That which is claimed is:



1. A secured trash container system, comprising: a container with side walls and an open top end, the side walls including engagement locations; and a protective frame, the frame including: a base; a plurality of uprights mounted with the base and extending upwardly therefrom, two of the uprights being separated from each other to define an open front side; and a roof supported by the uprights; the base, uprights and roof defining a storage cavity; wherein the container resides in the storage cavity and the roof covers the open top end of the container, and wherein the container is configured to pass through the open front side of the frame.

2. The system defined in claim 1, wherein the frame comprises four uprights and is open to the rear.

3. The system defined in claim 1, wherein the roof includes a sloped front panel.

4. The system defined in claim 3, wherein the front panel includes a door.

5. The system defined in claim 1, wherein the roof is adapted to receive an external trash chute.

6. The system defined in claim 1, wherein the container includes a front wall having a door.

7. The system defined in claim 6, wherein the front wall door includes a lock.

8. The system defined in claim 1, wherein the container has a volume of between about four and ten cubic yards.

9. The system defined in claim 1, wherein the engagement locations on the container side walls are configured to receive a prong inserted longitudinally.

10. The system defined in claim 9, wherein the engagement locations comprise channels mounted on the container side walls.

11. The system defined in claim 1, wherein the frame includes side rails mounted to the base, and the container rests on the side rails when the container is positioned in the storage cavity.

12. The system defined in claim 11, wherein the side rails include stops at their rearward ends to prevent rearward movement of the container.

13. The system defined in claim 11, wherein the side rails are inwardly offset from the frame uprights.

14. The system defined in claim 1, wherein the container includes a floor and feet mounted underneath the floor.

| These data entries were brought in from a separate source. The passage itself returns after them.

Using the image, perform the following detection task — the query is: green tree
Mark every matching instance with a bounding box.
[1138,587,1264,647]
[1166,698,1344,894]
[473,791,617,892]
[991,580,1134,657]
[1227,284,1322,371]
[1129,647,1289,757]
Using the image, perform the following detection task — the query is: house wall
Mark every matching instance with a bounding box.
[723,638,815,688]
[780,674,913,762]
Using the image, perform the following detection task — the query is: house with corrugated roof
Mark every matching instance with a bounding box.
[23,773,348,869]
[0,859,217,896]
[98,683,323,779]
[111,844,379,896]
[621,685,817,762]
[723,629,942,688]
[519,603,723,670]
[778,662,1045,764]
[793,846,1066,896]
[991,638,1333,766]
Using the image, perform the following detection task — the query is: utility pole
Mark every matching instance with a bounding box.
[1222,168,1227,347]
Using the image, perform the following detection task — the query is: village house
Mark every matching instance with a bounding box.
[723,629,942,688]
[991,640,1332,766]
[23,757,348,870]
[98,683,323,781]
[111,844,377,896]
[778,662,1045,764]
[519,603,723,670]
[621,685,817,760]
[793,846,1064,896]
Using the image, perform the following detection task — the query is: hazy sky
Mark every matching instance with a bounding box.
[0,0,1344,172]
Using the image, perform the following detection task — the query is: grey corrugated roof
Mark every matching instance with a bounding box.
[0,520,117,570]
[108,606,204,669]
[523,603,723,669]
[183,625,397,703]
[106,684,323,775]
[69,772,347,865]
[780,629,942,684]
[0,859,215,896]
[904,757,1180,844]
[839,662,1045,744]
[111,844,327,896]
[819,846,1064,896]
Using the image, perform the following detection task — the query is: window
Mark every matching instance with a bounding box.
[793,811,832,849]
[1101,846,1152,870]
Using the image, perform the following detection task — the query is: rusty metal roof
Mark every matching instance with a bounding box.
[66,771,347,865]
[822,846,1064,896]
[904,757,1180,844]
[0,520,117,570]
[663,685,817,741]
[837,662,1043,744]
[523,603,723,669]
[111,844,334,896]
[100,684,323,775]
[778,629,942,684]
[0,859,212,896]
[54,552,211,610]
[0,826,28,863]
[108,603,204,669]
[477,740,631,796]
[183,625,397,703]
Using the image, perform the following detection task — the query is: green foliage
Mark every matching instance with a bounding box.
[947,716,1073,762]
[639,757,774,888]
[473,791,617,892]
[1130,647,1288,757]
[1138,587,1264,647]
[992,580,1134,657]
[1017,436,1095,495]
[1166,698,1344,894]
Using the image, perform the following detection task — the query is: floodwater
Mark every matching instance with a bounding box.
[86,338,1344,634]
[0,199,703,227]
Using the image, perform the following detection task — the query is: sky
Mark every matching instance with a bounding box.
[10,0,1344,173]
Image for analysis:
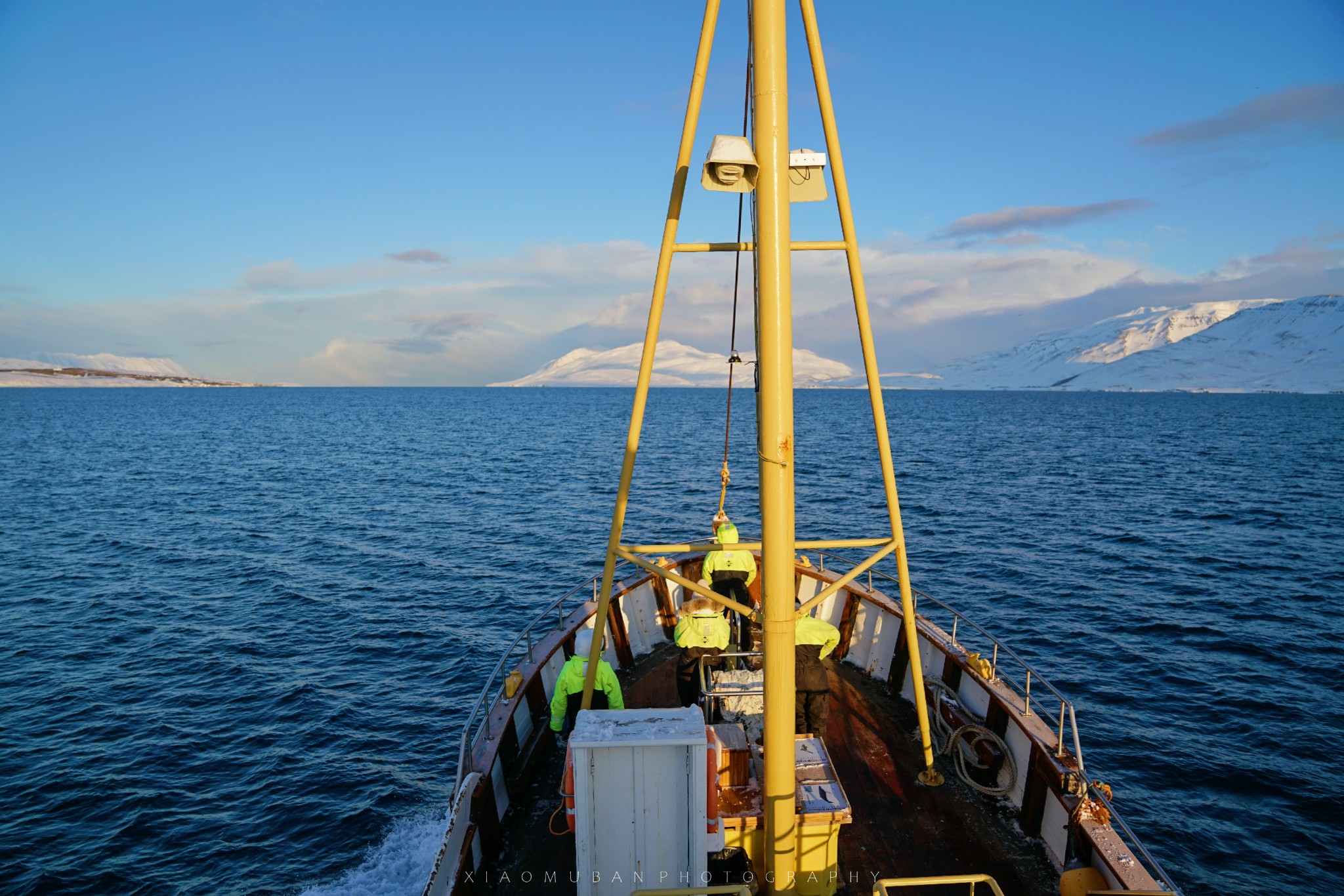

15. The system defined in claim 1, wherein the container includes a front wall, and wherein the roof and an upper edge of the container form a gap that is between about 1 and 3 inches in height.

16. A method of emptying trash from a trash containment system, the method comprising the steps of: (a) providing a trash containment system, the system including: a container with side walls and an open top end, the side walls including engagement locations; and a protective frame, the frame including: a base; a plurality of uprights mounted with the base and extending upwardly therefrom, two of the uprights being separated from each other to define an open front side; and a roof supported by the uprights; the base, uprights and roof defining a storage cavity; wherein the container resides in the storage cavity and the roof covers the open top end of the container; (b) engaging the container with a trash collection vehicle; (c) translating the engaged container forwardly through the open front side of the frame with the vehicle; and (d) lifting and inverting the container over the vehicle to empty trash contained in the container into the vehicle.

17. The method defined in claim 16, further comprising the step of: (e) translating the container rearwardly through the open front side of the frame after completing step (d).

18. The method defined in claim 16, wherein the container includes engagement locations on the container side walls that are configured to receive a prong inserted longitudinally.

19. The method defined in claim 18, wherein the engagement locations comprise channels mounted on the container side walls.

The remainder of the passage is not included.